2006年公開の映画『プラダを着た悪魔』は、ファッション誌「ランウェイ」で働くことになったアンドレア(アン・ハサウェイ)が、完璧主義で冷徹なカリスマ編集長ミランダのもとで揉まれながら成長していく物語。2026年5月1日公開の続編『プラダを着た悪魔2』には、ストリープらオリジナルキャストが復帰する。
このたび米トーク番組に出演したストリープは、役作りにおいて二人の監督からインスピレーションを得ていたことを明かした。「基本的にマイク・ニコルズを真似していました」「もしマイク・ニコルズとクリント・イーストウッドの間に子供がいたら……それはミランダ・プリーストーリーになるでしょう」。
ニコルズといえば『バージニア・ウルフなんかこわくない』(1966)『卒業』(1967)などで知られる監督で、ストリープは『シルクウッド』(1983)『心みだれて』(1986)ドラマ「エンジェルス・イン・アメリカ」でタッグを組んできた。ミランダという人物像を形作るうえで、ニコルズの威厳ある演出スタイルと皮肉めいたユーモアが役立ったという。
「セットでの指揮の取り方なんですが、マイク(・ニコルズ)は、ある種の皮肉なユーモアを交えてやるんです。ミランダは、自分の発言がちょっと嫌味だと分かっているし、それがちょっと面白いことも理解している。そういうやり方は、人によっては意地悪に受け取られるけど、可笑しくもある。

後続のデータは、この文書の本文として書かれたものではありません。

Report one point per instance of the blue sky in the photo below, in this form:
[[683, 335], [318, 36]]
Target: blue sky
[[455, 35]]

私は笑えると思います。」
一方、『ダーティ・ハリー』シリーズなどで知られ、監督としても活躍するイーストウッドとは、彼の主演・監督作『マディソン郡の橋』(1992)で共演したストリープ。「クリントは決して声を荒げないんです」としたうえで、次のように語った。

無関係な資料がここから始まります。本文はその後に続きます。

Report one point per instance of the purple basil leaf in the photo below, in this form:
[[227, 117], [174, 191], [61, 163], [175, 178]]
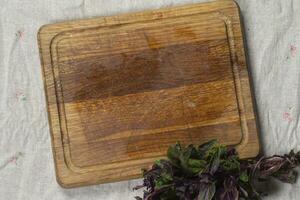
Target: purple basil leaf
[[229, 190], [207, 191]]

「彼が指示を出すと、みんな彼の言葉を聞き取るために身を乗り出さなければならなかった。よくリハーサルを撮影して、そのまま次のシーンに移っていました。だからスタッフは常に身構えていた。私以外、誰も座っていませんでしたね。」
役作りの参考にしたことをイーストウッドには伝えていないが、「マイクには話した」とストリープ。「彼は大喜びしてました」と冗談めかして語っている。

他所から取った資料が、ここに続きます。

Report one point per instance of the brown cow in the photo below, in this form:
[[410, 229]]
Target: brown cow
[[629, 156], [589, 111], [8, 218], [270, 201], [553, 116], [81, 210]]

なお『プラダを着た悪魔』の原作は、ローレン・ワイズバーガーによる同名小説だ。彼女が「VOGUE」編集長のアシスタントとして働いた経験に基づいていることから、長年にわたりウィンターがモデルだと噂されてきた。
ウィンター本人は、2025年に同職を退任した後に、ミランダとの比較について言及。当初は周囲から「心配されていた」が、実際に作品を観てみたら「とても楽しめた」という。「ユーモアがたっぷりで、機知に富んでいた。メリル・ストリープ、エミリー・ブラントが出ていて、みんな素晴らしかった。最終的には、公平な描写だったと思います」。